Поджигатели. Но пасаран - Николай Шпанов
Шрифт:
Интервал:
Закладка:
Все говорилось такими отвлеченными намеками, что только искушенный в делах ум нефтяника мог уловить то, что занимало генерала. Но слушая его, сэр Генри интересовался вовсе не этим, а вопросом о том, каким образом французский генерал мог узнать об его собственном участии в делах "Рио-Тинто" и как далеко простирается эта осведомленность. Но в конце концов, судя по тому, что говорил Леганье, Гевелинг решил, что источник, из которого информируется генерал, - французская разведка, - не слишком-то в курсе дела. Во всяком случае о скрытых связях Гевелинга через "Рио-Тинто" с немецкими финансистами она, невидимому, не знает. Гевелинг для себя решил, что может не особенно стесняться о этим французом. Не было никакой надобности не только откликаться на его туманные предложения, но даже попросту их понимать...

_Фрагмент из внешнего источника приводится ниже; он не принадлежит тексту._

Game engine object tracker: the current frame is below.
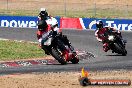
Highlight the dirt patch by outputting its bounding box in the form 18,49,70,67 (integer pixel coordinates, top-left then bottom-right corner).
0,70,132,88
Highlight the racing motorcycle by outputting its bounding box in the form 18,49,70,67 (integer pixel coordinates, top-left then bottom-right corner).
104,31,127,56
41,16,79,65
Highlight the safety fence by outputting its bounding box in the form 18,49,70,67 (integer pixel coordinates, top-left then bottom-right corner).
0,0,132,19
0,16,132,31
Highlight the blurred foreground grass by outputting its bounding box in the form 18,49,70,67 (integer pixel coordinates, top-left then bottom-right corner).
0,40,45,61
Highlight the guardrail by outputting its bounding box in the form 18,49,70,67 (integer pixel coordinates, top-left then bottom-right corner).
0,16,132,31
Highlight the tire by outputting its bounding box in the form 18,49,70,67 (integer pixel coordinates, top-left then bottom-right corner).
115,43,127,56
51,48,67,65
71,57,79,64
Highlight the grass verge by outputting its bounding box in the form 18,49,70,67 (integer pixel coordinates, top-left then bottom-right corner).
0,40,46,61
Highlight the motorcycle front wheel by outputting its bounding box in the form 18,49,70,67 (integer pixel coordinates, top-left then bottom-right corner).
51,48,67,65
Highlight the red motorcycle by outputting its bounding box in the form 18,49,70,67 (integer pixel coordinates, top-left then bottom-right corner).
41,29,79,65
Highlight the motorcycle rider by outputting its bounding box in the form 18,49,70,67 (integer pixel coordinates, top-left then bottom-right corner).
95,20,122,52
38,8,49,20
37,8,75,55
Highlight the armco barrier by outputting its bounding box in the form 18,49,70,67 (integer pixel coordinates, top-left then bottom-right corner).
0,16,60,28
0,16,132,31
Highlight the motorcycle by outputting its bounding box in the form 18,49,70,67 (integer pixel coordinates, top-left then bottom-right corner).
41,17,79,65
104,31,127,56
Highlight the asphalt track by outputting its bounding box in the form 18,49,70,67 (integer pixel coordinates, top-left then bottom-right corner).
0,28,132,75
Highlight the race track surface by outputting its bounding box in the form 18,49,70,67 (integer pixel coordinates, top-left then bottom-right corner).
0,28,132,74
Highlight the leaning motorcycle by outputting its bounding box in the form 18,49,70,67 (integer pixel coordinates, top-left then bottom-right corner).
41,29,79,65
41,17,79,65
105,32,127,56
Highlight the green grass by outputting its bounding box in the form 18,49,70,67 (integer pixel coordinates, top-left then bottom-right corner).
0,40,46,61
0,9,132,18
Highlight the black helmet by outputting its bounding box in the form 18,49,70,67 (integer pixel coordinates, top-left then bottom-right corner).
38,20,48,31
96,20,103,29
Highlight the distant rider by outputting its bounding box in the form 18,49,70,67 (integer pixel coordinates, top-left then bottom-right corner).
95,20,122,52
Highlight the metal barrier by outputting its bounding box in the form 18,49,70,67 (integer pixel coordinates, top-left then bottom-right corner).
0,0,132,19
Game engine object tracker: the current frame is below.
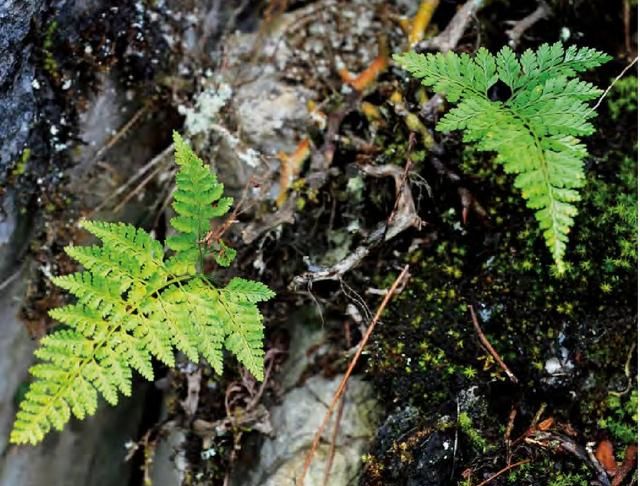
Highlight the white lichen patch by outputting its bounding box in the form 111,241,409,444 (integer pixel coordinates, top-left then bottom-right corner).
178,83,233,136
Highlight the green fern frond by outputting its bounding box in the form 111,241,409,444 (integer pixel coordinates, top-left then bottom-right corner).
10,130,274,444
394,43,611,272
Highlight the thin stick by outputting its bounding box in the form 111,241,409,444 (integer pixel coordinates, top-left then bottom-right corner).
93,105,149,161
591,56,638,111
476,459,531,486
296,265,409,486
89,144,173,215
506,0,551,48
468,305,518,383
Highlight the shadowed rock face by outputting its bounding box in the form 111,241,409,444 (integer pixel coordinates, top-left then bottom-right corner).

А в ложе Мелани втолковывала Монти, слушавшему со скучающим видом:
- Прибыли по кредитам, открытым сэром Генри испанцам, должны быть не только велики, но будут расти с течением времени. Мне недавно объяснили, что такое сложные проценты...
Монти хмуро кивнул головой.
- Чем дольше испанцы не смогут оплачивать проценты по долгу, тем больше они должны будут платить, - с оживлением продолжала Мелани. - Они обеспечили платежи предоставлением сэру Генри нефтяной монополии.
Тут Монти впервые поднял на нее свинцово-тяжелый взгляд своих больших глаз.
- А Рокфеллер, по-вашему, будет сидеть сложа руки и смотреть, как опереточные испанские генералы распоряжаются тем, что он считает безраздельно принадлежащим ему?
Мелани рассердилась. Этот вопрос ставил ее в тупик. Она знала, что между Гевелингом и американскими нефтяниками шла борьба за испанский рынок, но, с легкомыслием кокотки, однажды поверив в могущество своего содержателя, она готова была отстаивать его престиж, хотя и не имела никакого представления о ресурсах его врагов. Она не знала, сколько дали тем же самым франкистам американские монополисты. Но с нее было достаточно того, что им много дал сэр Генри. Чертовски много! Это она знала. Остальное казалось ей несущественным.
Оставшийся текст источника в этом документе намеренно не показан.